Component reliability in GCSE and GCE: Summary
Published 16 May 2013
Applies to England, Northern Ireland and Wales
1. Overview
Overview by: Mike Cresswell, AlphaPlus Consultancy Ltd.
This report exemplifies the use of Generalisability Theory (G-theory) to study the reliability of examinations using operational examination data. The study analysed operational data for 20 examination components from most of the GCSE and GCE awarding bodies to explore the sorts of issues and findings which arise when generalisability analysis is applied to operational data.
2. Purpose
The purpose of the project was to exemplify the use of Generalisability Theory (G-theory) to study the reliability of examinations using operational examination data. Analyses based upon G-theory make it possible to evaluate the contribution to the variation in a measurement of various known factors. In this case, the focus was on the impact of test-related and marker-related factors on reliability.
3. Method
The study analysed operational data for 20 examination components in 11 subjects, to explore the sorts of issues and findings which arise when generalisability analysis is applied to operational data. The data came from most of the GCSE and GCE awarding bodies and covered 11 different subjects, ranging from mathematics to music. The data analysed consisted of candidates’ marks on each question in the exam component concerned, where each candidate’s work was marked only once, as is normal practice for GCSE and GCE. As a result, for these components no analyses of marker effects were possible and the work therefore focused on estimating the effects of question sampling and component design on reliability. One additional dataset was available from a research study into examiner standardisation in one of the awarding bodies; in this case, it was possible to explore the impact of both question sampling and marker variation.
4. Findings
Many examples from the study illustrate how G-theory can illuminate the effects of questions and question paper design on reliability. Overall, various influencing factors were identified:
- the number of questions in the test
- the extent of inconsistency in candidates’ responses to different questions
- the shape of the overall component mark distribution
These are the factors which would be expected to emerge in any analysis of the influences of question sampling and examination component design on reliability. The major benefit of using a G-theory approach is the ability it provides to go further and easily estimate the impact on reliability of design variations, such as the use of different numbers of questions.

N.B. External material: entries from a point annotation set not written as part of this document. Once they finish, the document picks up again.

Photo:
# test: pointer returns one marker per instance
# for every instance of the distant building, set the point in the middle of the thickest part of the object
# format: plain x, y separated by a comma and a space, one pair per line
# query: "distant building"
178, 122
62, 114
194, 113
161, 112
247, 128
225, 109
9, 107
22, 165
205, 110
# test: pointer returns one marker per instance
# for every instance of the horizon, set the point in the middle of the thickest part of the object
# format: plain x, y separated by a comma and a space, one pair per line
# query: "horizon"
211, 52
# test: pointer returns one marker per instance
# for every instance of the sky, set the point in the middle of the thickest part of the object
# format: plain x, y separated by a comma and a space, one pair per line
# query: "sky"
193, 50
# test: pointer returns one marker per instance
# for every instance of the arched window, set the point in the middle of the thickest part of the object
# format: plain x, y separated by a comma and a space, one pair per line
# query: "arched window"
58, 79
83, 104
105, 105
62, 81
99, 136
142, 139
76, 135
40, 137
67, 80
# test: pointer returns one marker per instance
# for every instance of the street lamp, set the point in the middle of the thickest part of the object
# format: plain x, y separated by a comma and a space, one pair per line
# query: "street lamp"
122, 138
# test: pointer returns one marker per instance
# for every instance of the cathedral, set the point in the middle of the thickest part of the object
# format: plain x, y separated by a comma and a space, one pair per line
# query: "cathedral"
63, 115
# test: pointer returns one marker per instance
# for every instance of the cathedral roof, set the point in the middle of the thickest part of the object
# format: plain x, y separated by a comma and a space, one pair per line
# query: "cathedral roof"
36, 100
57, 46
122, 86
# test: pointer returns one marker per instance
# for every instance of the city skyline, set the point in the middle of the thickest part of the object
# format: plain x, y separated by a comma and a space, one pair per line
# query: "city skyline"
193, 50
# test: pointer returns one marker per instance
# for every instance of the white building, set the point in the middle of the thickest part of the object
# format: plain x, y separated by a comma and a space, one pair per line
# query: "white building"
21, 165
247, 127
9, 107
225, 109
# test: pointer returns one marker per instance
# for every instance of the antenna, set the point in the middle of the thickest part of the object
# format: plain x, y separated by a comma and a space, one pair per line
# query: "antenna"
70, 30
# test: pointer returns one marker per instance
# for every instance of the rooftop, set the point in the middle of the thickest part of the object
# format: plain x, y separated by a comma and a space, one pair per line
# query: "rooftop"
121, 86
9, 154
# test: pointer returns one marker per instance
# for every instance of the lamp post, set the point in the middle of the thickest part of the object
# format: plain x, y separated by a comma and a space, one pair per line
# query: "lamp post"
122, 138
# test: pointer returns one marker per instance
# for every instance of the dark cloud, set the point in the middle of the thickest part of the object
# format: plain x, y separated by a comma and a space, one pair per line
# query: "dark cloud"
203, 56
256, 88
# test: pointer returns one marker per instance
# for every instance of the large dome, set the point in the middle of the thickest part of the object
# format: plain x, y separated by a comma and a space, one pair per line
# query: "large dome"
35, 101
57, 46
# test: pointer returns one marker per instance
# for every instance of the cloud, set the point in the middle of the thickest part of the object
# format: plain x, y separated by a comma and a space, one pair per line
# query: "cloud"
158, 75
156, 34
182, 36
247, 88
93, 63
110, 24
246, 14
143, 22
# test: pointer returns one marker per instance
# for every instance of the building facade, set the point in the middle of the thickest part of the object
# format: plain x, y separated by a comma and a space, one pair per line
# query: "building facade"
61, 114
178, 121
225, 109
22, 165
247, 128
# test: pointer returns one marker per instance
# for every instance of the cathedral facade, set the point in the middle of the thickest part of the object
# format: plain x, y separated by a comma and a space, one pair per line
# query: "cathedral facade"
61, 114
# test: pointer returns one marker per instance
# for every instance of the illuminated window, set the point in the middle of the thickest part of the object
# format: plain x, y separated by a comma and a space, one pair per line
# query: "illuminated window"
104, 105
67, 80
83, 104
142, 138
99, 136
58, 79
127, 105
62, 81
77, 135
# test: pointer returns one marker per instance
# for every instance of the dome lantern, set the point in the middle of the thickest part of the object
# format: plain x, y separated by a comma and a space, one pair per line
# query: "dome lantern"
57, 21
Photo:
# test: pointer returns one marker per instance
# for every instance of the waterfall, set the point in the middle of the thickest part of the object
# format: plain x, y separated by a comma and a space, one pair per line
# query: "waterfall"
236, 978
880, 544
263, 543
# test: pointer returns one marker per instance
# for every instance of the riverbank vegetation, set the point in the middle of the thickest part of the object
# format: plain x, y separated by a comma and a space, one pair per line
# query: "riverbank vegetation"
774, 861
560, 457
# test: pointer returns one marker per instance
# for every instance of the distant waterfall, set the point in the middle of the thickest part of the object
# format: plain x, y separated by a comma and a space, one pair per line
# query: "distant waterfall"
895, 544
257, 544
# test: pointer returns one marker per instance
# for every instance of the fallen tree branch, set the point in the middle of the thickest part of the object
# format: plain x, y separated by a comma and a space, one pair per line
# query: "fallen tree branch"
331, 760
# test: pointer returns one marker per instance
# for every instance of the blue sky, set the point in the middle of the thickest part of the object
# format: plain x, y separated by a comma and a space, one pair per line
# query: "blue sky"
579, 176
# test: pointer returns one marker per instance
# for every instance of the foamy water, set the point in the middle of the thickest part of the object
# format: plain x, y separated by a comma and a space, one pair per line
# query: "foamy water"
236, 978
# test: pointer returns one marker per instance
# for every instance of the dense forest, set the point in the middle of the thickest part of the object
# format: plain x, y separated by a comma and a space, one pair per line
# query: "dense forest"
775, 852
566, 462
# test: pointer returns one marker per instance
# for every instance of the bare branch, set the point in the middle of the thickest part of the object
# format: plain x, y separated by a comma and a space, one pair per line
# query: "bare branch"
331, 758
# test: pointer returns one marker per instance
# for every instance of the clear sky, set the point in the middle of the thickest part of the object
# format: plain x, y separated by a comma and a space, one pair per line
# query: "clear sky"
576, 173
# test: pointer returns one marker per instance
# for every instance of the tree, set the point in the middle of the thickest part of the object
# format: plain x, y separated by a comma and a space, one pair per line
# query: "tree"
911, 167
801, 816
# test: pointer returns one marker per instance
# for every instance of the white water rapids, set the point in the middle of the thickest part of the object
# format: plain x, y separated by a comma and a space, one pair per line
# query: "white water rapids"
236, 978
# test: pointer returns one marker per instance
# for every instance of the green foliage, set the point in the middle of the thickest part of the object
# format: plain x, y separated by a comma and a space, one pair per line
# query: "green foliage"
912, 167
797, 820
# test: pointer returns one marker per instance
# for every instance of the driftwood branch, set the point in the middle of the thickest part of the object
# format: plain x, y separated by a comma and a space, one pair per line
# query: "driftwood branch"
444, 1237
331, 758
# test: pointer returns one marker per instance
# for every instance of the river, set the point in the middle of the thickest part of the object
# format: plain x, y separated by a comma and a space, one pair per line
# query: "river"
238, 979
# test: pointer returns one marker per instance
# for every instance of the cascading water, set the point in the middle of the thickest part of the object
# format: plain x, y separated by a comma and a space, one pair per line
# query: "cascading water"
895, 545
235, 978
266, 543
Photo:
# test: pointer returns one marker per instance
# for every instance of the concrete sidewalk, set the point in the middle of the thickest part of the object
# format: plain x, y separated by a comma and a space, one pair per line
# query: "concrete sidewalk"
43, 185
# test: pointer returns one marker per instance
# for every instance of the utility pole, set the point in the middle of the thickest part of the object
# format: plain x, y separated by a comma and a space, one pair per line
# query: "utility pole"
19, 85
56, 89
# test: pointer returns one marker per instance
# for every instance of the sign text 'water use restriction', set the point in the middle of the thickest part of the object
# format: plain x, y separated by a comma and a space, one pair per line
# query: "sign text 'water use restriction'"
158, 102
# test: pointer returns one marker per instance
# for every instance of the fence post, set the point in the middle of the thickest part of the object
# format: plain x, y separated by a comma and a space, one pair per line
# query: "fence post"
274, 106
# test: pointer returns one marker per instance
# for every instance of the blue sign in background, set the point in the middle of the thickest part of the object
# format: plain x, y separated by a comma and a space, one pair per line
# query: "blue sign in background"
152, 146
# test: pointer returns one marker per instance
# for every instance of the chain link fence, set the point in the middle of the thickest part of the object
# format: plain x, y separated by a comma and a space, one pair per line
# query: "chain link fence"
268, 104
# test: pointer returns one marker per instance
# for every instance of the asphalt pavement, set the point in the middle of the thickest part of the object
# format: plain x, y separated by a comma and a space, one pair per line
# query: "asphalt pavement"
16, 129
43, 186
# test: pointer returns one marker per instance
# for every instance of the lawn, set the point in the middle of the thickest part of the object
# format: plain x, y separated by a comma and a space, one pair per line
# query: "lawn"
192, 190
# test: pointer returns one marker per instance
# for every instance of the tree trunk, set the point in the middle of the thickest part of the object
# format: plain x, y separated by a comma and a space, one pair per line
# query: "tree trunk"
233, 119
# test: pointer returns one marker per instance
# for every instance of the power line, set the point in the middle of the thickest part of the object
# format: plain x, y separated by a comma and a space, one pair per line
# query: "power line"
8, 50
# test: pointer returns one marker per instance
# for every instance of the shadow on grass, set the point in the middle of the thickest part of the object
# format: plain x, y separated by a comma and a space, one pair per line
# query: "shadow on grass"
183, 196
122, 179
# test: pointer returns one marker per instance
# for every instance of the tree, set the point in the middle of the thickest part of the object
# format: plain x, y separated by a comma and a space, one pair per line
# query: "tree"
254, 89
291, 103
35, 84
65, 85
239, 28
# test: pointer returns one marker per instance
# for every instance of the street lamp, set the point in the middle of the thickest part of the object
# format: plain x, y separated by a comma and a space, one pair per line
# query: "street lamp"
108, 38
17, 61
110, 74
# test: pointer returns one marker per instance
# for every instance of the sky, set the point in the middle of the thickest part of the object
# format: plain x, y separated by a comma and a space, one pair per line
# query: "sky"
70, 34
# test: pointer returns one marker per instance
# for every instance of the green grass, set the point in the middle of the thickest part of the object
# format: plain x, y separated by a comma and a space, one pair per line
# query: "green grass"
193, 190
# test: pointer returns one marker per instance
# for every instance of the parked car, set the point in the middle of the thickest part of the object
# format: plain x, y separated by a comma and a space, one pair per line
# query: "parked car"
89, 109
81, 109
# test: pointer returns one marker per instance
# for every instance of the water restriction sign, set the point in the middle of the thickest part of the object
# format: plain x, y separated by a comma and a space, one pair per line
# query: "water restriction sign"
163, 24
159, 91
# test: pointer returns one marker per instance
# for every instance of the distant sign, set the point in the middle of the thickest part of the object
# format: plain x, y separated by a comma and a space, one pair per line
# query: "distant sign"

The exceptional analysis, where it was possible to look at marker variation as well as the effect of question sampling, demonstrates this strength of G-theory when more data are available and a more complex analytical design is therefore possible. In particular, the potential reliability improvement from using multiple marking can be estimated and set alongside the improvements which would come from using more questions. In the case analysed, doubling the number of questions from three to six would produce an improvement in reliability similar to, but slightly better than, that achieved from the introduction of double marking. Clearly, information like this has great potential use during the design and development of new examinations.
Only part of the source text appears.